It went quiet but for pieces of shattered glass and falling masonry tinkling to the floor. Connor slithered forward, hand over hand, brushing aside papers and shredded bits of desk.

“Close in.”

He braced himself and waited, listening. Boots crunched over debris nearby. Connor sprang to his feet and pounced, tackling the Pro to the ground. Before he could shift his arms, his head snapped back and for a split second he saw flashing bursts of light. The Pro punched again, cracking his helmet along the jaw line. Connor shook it off and head butted the Pro. The optics on the Pro’s tactical cracked. Connor drove another head-butt. Another. The Pro howled in pain and released his iron grip. Blood swelled from cracked lenses. Connor extended the stinger in his left wrist and punched. The sharpened bone tip punctured the poly-carb armour under the Pro’s ribs, delivering a dose of powerful paralytics. The soldier gave a terrible gasp, as if ice pumped through his veins. Connor rolled off to the side and got to his knees. Over the ringing in his ears he could hear more footfalls.
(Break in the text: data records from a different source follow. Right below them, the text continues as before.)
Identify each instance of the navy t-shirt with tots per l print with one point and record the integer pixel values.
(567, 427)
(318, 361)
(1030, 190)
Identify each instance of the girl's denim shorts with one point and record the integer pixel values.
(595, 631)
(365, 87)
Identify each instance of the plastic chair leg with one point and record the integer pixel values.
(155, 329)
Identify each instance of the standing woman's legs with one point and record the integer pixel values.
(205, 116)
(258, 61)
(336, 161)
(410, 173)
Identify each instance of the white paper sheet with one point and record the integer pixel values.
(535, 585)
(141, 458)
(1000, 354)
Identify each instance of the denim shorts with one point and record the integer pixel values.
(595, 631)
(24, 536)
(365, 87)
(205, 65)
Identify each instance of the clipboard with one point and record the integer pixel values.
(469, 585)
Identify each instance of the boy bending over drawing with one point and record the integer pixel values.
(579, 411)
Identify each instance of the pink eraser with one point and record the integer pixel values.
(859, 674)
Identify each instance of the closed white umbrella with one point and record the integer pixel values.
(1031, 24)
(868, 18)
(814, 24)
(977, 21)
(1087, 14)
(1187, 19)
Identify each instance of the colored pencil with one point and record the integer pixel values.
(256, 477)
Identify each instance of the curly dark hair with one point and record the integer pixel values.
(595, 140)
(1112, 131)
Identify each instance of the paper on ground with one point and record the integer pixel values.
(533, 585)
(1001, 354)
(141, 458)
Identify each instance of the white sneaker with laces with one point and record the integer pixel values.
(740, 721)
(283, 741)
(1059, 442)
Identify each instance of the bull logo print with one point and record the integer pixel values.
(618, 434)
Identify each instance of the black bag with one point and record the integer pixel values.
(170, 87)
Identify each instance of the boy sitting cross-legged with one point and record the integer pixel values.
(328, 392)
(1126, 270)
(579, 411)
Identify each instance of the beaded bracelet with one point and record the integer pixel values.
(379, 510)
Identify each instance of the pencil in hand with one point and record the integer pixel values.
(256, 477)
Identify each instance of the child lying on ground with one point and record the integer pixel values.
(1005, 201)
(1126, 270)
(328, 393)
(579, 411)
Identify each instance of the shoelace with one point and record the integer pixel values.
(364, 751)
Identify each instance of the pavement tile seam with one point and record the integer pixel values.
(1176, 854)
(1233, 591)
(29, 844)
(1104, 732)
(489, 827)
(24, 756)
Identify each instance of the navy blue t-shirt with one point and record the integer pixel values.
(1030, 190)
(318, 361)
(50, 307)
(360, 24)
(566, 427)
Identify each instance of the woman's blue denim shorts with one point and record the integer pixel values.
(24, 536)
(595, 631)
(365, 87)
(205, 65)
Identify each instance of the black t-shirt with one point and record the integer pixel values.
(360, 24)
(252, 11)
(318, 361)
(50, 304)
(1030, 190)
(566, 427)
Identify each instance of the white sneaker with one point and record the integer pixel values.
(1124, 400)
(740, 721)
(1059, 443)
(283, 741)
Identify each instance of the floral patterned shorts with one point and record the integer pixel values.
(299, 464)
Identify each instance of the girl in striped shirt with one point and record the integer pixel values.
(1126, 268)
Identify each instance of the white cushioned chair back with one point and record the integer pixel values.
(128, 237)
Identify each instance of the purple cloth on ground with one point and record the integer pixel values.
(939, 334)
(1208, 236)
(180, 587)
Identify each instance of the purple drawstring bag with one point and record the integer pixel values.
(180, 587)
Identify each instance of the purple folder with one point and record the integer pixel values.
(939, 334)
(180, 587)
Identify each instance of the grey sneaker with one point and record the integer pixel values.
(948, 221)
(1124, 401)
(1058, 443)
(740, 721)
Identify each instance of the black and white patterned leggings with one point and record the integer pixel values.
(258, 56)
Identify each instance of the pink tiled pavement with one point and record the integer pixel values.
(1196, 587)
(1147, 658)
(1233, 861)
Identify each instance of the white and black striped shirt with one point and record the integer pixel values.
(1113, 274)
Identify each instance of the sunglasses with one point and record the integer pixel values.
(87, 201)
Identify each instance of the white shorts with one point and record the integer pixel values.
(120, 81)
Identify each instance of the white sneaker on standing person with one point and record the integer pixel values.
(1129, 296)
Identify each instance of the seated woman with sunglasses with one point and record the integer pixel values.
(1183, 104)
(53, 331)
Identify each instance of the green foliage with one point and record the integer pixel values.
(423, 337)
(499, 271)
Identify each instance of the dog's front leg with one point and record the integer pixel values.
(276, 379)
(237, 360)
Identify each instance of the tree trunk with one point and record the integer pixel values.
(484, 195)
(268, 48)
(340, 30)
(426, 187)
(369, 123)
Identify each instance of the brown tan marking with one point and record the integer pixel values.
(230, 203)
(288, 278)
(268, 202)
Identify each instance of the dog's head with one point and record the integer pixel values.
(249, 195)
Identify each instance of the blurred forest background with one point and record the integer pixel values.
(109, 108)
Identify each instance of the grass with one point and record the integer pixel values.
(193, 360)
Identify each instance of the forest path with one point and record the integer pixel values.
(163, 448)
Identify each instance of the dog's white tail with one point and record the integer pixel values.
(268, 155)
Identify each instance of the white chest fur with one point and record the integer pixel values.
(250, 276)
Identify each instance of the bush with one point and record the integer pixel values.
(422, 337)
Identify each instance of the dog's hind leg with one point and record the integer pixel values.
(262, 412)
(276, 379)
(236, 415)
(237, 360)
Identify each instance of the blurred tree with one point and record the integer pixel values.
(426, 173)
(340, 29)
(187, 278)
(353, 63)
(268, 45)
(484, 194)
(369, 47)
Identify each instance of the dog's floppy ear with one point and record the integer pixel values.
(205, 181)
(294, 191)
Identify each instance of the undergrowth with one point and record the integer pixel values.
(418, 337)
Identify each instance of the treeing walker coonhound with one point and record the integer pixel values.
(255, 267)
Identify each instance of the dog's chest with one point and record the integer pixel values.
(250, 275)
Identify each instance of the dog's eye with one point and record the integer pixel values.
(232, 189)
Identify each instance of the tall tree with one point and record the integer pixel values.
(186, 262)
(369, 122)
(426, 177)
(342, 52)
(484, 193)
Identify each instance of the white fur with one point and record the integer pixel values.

Connor risked a glance. The guards approached hesitantly, probably more afraid of the Pro than him. He slipped back down and waited, coiling the tendrils and tensing his legs. As the party came within his range, Connor sprang, leaping into their forward member and bowling him over with a blow to the head. The others opened fire as they retreated. The armour defected the small calibre bullets, sending a cascade of fragments into the furniture and partitions. Connor lashed the guard’s compact submachineguns with tendrils and ripped them from their hands, before whirling the weapons around and clubbing them to the floor. Connor tossed the guns and delivered a paralysing punch to the supine men.

He stood back, catching his breath and taking stock on his body. The outer layer of armour had been chipped from the impact of bullets. Hairline fractures webbed from the worst offenders. His jaw and temple smarted from the Pro’s punches and he could feel the bruises his healing ability had started to reverse. Connor sighed and strode toward the stairs which led to the next level down.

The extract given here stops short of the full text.